The Friese Wouden is a region typified by a dense tree population and alders. The area has an intriguing past. Enthusiasts of nature and cultural history will have the time of their lives. The Nationaal Landschap De Noardlike Fryske Wâlden is very suitable for cycling and walking enthusiasts. If you enjoy gardens, the region boasts many that are designed by famous landscape gardener, Roodbaard. You can also explore the largely undiscovered nature of the area ”t Bûtenfjild’, along a route designed for electric-only boats. Below, we have listed the highlights of a day out in the Frisian Woodlands, with some interesting snippets of info. Take a look at the museumpage for the musea nearby.

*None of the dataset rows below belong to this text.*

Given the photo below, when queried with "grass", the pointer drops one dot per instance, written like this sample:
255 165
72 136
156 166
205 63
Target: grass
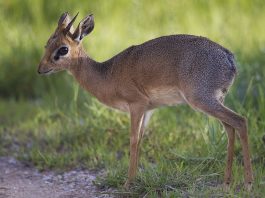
52 124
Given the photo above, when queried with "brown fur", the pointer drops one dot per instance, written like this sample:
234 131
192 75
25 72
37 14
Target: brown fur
164 71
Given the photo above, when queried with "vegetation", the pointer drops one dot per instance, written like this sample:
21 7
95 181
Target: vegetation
51 123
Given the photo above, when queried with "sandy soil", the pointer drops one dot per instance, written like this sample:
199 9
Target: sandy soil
19 181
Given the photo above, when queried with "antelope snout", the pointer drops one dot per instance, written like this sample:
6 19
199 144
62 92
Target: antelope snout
42 69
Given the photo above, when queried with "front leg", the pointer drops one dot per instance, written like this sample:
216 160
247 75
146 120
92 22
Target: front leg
137 113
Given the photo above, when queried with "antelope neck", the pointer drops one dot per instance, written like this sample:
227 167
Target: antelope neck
91 74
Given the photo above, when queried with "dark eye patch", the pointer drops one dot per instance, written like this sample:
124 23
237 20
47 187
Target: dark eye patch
62 51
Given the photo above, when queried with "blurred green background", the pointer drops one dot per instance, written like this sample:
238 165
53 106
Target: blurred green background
51 123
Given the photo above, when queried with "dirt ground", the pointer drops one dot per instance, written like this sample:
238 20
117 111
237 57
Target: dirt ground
19 181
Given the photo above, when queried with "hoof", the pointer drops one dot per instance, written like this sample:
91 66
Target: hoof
127 185
226 186
248 186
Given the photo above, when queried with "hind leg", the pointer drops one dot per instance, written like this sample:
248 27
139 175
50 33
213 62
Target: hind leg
215 108
230 154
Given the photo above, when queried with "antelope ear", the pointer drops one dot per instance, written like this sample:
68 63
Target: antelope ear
64 20
84 28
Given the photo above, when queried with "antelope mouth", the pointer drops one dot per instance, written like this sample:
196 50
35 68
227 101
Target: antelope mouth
46 72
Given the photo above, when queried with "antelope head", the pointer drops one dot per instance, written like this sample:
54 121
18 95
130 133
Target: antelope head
65 45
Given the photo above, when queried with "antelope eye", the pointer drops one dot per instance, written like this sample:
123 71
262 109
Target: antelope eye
62 51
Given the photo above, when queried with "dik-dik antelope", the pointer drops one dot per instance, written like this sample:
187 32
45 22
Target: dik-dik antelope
164 71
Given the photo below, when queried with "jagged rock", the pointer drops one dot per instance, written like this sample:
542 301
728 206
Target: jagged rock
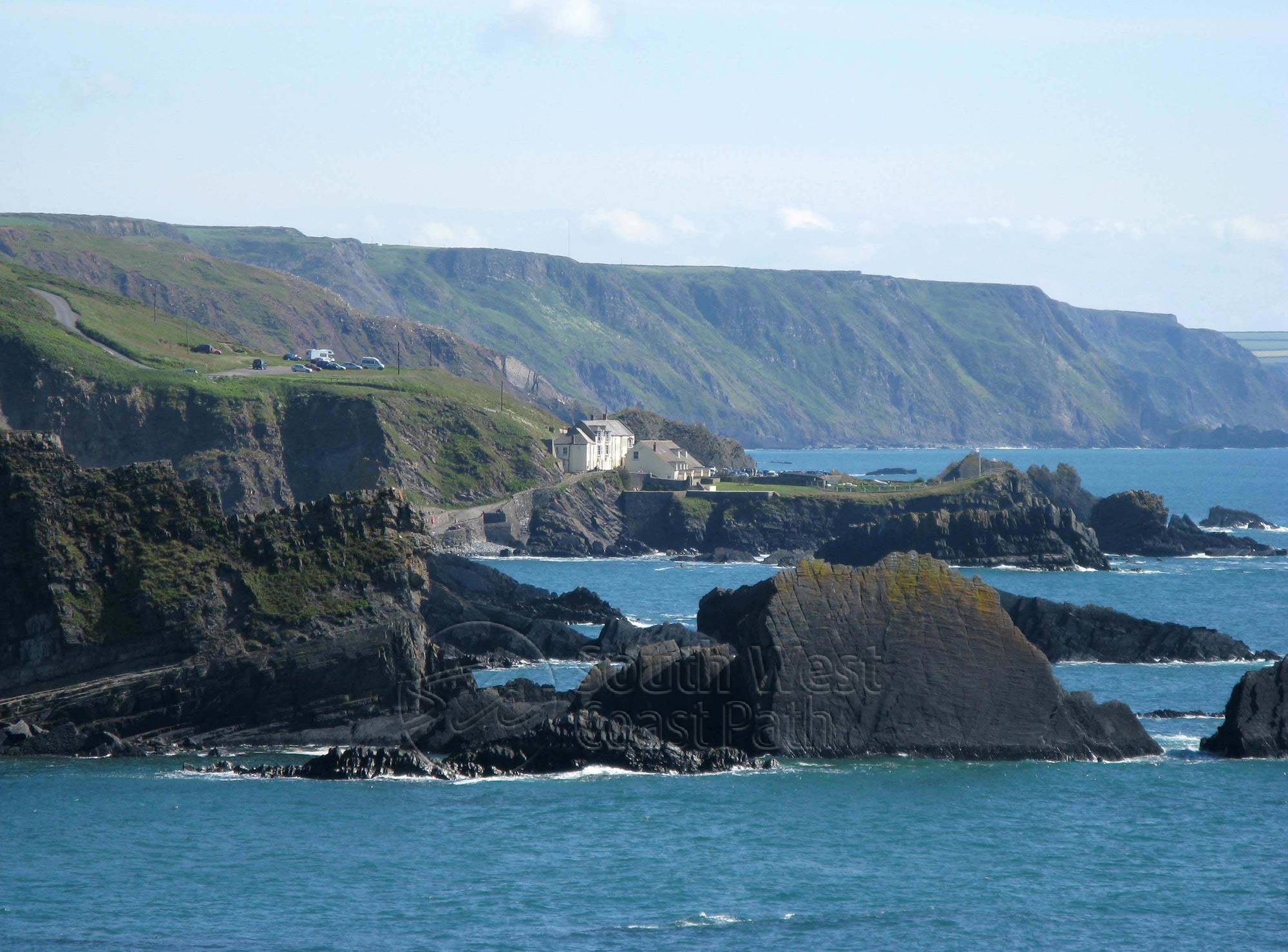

Culture in the Frisian Woodland

The Friese Wouden was once a region where workers dug peat under appalling conditions. As soon as the peat was exhausted, the investors simply left the unemployed workers behind. Left with nothing, and in extreme poverty, they built their own huts. Entire families were housed in turf covered huts and sheds. They looked after themselves, they didn’t care for anybody, and nobody cared for them. Decades later, the evangelists and pastors arrived to care for these moorland residents. Step by step, or rather stone by stone, houses, schools, and eventually entire villages were built by the moorland residents. This typifies the current residents of the Friese Wouden, still referred to as ‘Wâldpiken’: full of spirit, just a bit different, and occasionally somewhat cantankerous. A Wâldpik would always prefer to be a small employer rather than an important employee.

Commercial character
Wherever you look in the region, you will see things for sale at the side of the road, from unmanned stalls selling small items that ask the purchaser to leave money in a small pot, to a variety of home businesses.

Old money: Staten and Stinzen (Frisian estates and stone built houses)
When poverty ruled the countryside, estates and stone-built houses were symbols of wealth in Friesland. A large number of these magnificent buildings are now gone. However, a number of estates and stone-built houses remain. Some are “hidden” in beautiful parks, such as those in the Roodbaard gardens by architects Vlaskamp and Roodbaard. Read more about Staten and Stinzen.


Dam Jaarsma folk stories
Dam Jaarsma collected almost 17,000 folk stories. This made him the most prolific collector in the Netherlands and amongst the top three in Europe! His collection is priceless, and a part of it is displayed in the stories room in his hometown of Eastermar, as well as on walking and cycling routes throughout the region. Ask for your free route maps by the closest information point, or book a guided tour by calling: +31657335269 or e-mail

Fishing and cycling in the Frisian Woodland

Fishing: pingo ruins
You almost never see them, but there are around 300 in this region. Circular shaped craters, remnants of the ice age. They are excellent for fishing in. Have you discovered one? Then ask the farmer if you can cross his property to get to the pingo. You can also fish along the Prinses Margrietkanaal (canal), from one the many fishing piers or at Forelvijver de Pingo in Twijzelerheide and De Forelpoel in Kollumerzwaag.


A cycle path network has been laid out throughout the area. De Noardlike Fryske Wâlden has a special 127-km cycle route for those who really want to get to know the region. Some lovely places to take a break are Bergumermeer, De Leyen and Burgum.


Bûtenfjild is in Trynwâlden, nearby the city of Leeuwarden and it ‘s name is Frisian for ‘the outside field’. From 2017 a route for electric-only boats is operational in this as-yet undiscovered area. Besides boating, the area is also ideal for walkers and cyclists, so visit the walking page for a route.

Botanical garden De Kruidhof

Wander until your heart’s content in De Kruidhof, botanical gardens, which comprise of no less than 17 gardens with different themes and represent the largest botanical collection of medicinal herbs in Western Europe. There are, of course, plenty of ornamental plants available, but also large numbers of plants that are used in food. There is, for example, a border dedicated to a variety of herbs used in the secret recipe of the herbal drink, Berenburg. You will immediately recognise the unmistakable aroma of sage, thyme and lavender drifting from the kitchen herb garden. The ‘Fruithof’ features around 300 different types of fruit including a few special regional varieties. Agricultural crops grown during bygone days in the Friese Wouden can be found in the ‘cultuurgewassentuin’ (garden of cultural crops). The herbs on display in De Kruidhof can be purchased fresh for home use. Nice to know: your entrance ticket not only includes admission to the botanical gardens, it is also valid for the Ice Age Museum.